L’insuffisance rénale n’est plus une fatalité lointaine, mais une urgence de santé publique qui frappe de plein fouet la jeunesse béninoise. Reçu sur le plateau d’« Actu Matin » ce mardi 03 février 2026, le Dr Jacques Vigan, néphrologue, a tiré la sonnette d’alarme sur l’évolution inquiétante de cette pathologie qui impose désormais un changement radical de comportement.
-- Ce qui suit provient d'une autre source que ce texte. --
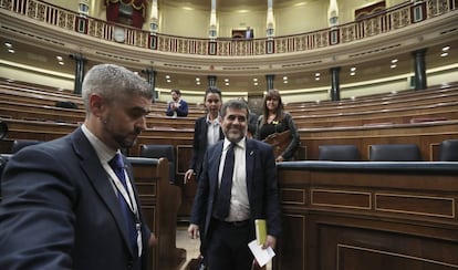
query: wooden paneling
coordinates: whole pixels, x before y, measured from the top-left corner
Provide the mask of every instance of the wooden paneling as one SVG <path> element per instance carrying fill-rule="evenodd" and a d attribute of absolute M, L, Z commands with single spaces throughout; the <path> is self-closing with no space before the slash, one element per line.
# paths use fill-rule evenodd
<path fill-rule="evenodd" d="M 280 164 L 275 269 L 458 269 L 457 176 L 458 163 Z"/>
Au sujet des premiers signes
Le spécialiste dans son développement a expliqué que lorsque la maladie s’installe, l’organisme s’encrasse rapidement; les pieds s’enflent, une fatigue intense apparaît et le taux de potassium peut grimper jusqu’à provoquer un arrêt cardiaque subit. Si le diagnostic est posé aux stades précoces, il est possible de ralentir la progression grâce à de nouvelles molécules, mais le constat sur le terrain reste alarmant car sept patients sur dix arrivent à l’hôpital au stade terminal, où seule la dialyse ou la transplantation peuvent maintenir la vie à des coûts financiers exorbitants.
La jeunesse menacée
Cette prévalence accrue chez les jeunes, parfois dès l’âge de 8 ans, s’explique par des facteurs génétiques spécifiques aux populations d’Afrique de l’Ouest, mais aussi par des comportements à risque de plus en plus fréquents. Le néphrologue pointe du doigt l’hypertension artérielle, le diabète et l’obésité, tout en mettant en garde contre la consommation de substances nocives comme le tabac, les drogues et surtout la chicha. Il insiste également sur le danger des infections urinaires mal traitées chez les garçons, où l’usage abusif d’antibiotiques sans recherche de la cause profonde masque souvent des anomalies urinaires graves qui conduisent inévitablement à une défaillance rénale à l’adolescence.
Prévenir à petit prix
Pour contrer ce drame, des gestes simples s’imposent au quotidien comme la réduction de la consommation de sel, d’huile et d’alcool, une hydratation régulière de deux litres d’eau par jour et une activité physique constante. Pour les sujets à risque, le Dr Jacques Vigan préconise un contrôle annuel systématique par bandelette urinaire, un examen coûtant moins de cinq cents francs capable de détecter l’albumine ou le sang bien avant les symptômes.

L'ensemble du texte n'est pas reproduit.